Anonymous 1 August 18, 2011 7:58 AM

Clive: The Soviets didn’t exactly do a very good job on their RTGs (or at least their ⁹⁰Sr ones used for remote power have managed to kill quite a few people who found them and didn’t know what they were) while the US tended to actually bother with safety (at least where they did use RTGs).

The Plutonium powered pacemakers were designed to survive cremation just in case someone forgets to take it out (stories of funeral home workers being scared of them when someone with one gets sent their way exist).

On the big issue with security on medical devices (and also medical information systems) needing to be accessed quickly in emergencies (and a delay while every gets sorted out isn’t tolerable) I’d probably tend to have the encryption key stored on the medical identification tag, perhaps in the form of a barcode for easy machine reading (and also in the memory if it’s a USB device but having the barcode would be a useful backup). Of course you’d need standards for each part of that which all equipment (implant and reader) would have to support.

Gabriel: I wouldn’t be too surprised if it has killed someone already.

A lot of the reason for having proprietary protocols is simply that there isn’t a standard anyone could use so all the companies making devices have just got to make their own up, hopefully that’ll change soon (of course the standard we get will need to be a good one).

Clive Robinson August 18, 2011 9:46 AM

@ Anonymous 1,

“The Soviets didn’t exactly do a very good job on their RTGs (or at least their ⁹⁰Sr ones used for remote power have managed to kill quite a few people who found them and didn’t know what they were) while the US tended to actually bother with safety (at least where they did use RTGs)”

Safety against people taking angle griders etc to them was not realy a requirment with the Russian’s, their priority was as we know not safety but functionality. They kind of took the view that the RTG’s they designed were for remote government controled locations where scrap metal hunters where not a consideration.

It is thus a difference in philosophy not functionality of the device to produce power as efficiently as possible for a given price point.

Look at it this way if the design of trains, cars or planes had originaly had the “safety requirments” we have today they would never have been built let alone get to the level of functionality we have today.

With regards medical implants and equipment, we’ve been aware of, and ignoring the problem of console compatability and security since atleat the 1980’s.

Just recently at Black Hat, somebody reverse engineered the comms protocol on an insulin pump. That alone should be a wakeup call to the industry, but…

Look at medical electronics and EMC regulations, they effectivly got excempted. With the result that a lot of medical electronics was suseptable to being interfeared with by other electronics that generate EM fields.
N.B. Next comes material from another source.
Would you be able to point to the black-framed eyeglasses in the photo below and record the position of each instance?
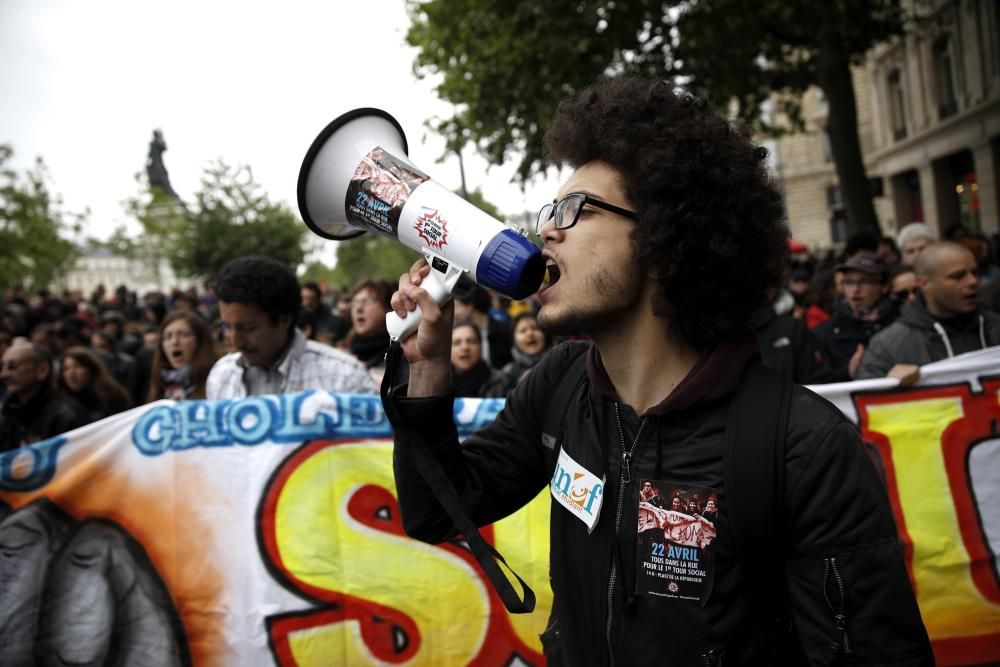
(566, 211)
I don’t know the details but there have been reports of “continuouse medication” pumps that should be giving no more than a couple of mls per minute or hour suddenly and for no accountable reason pumping out 10s of mls per second for short bursts. It’s been put down to the use of RF generating equipment in the vicinity but not with any real evidence (that is it could just as easily been a software bug).
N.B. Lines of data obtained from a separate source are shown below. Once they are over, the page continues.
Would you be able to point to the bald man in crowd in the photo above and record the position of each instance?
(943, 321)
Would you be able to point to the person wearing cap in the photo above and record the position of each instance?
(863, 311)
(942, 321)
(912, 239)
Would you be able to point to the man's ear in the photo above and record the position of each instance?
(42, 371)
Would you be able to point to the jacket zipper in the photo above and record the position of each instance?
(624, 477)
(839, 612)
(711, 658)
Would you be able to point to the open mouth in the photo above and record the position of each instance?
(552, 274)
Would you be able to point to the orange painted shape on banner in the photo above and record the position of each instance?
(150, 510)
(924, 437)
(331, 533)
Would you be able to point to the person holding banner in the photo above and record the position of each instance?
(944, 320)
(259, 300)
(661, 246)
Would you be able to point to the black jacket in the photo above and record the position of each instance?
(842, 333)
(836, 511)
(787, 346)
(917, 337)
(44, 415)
This does not give me confidence that any standards they come up with will even be practicale let alone good.

Anonymous 1 August 18, 2011 2:25 PM

Clive: You’re not kidding that trains, cars and planes wouldn’t be at the level they are today (or even around) if they were expected to follow current regulations.

It seems obvious that medical devices (which are safety critical systems) should be held to higher standards for everything, including coping with electromagnetic interference.

Fixing it does sound like it’ll be hard to do, the regulatory agencies seem to have been asleep for so long that it’ll probably be hard for them to wake up (of course if a company decides to pay the extra attention to get things right they’ll likely spend more time and money developing their product and then they’ll have a hard time convincing people it’s better).

Some high profile deaths are probably what it’ll take to get things fixed.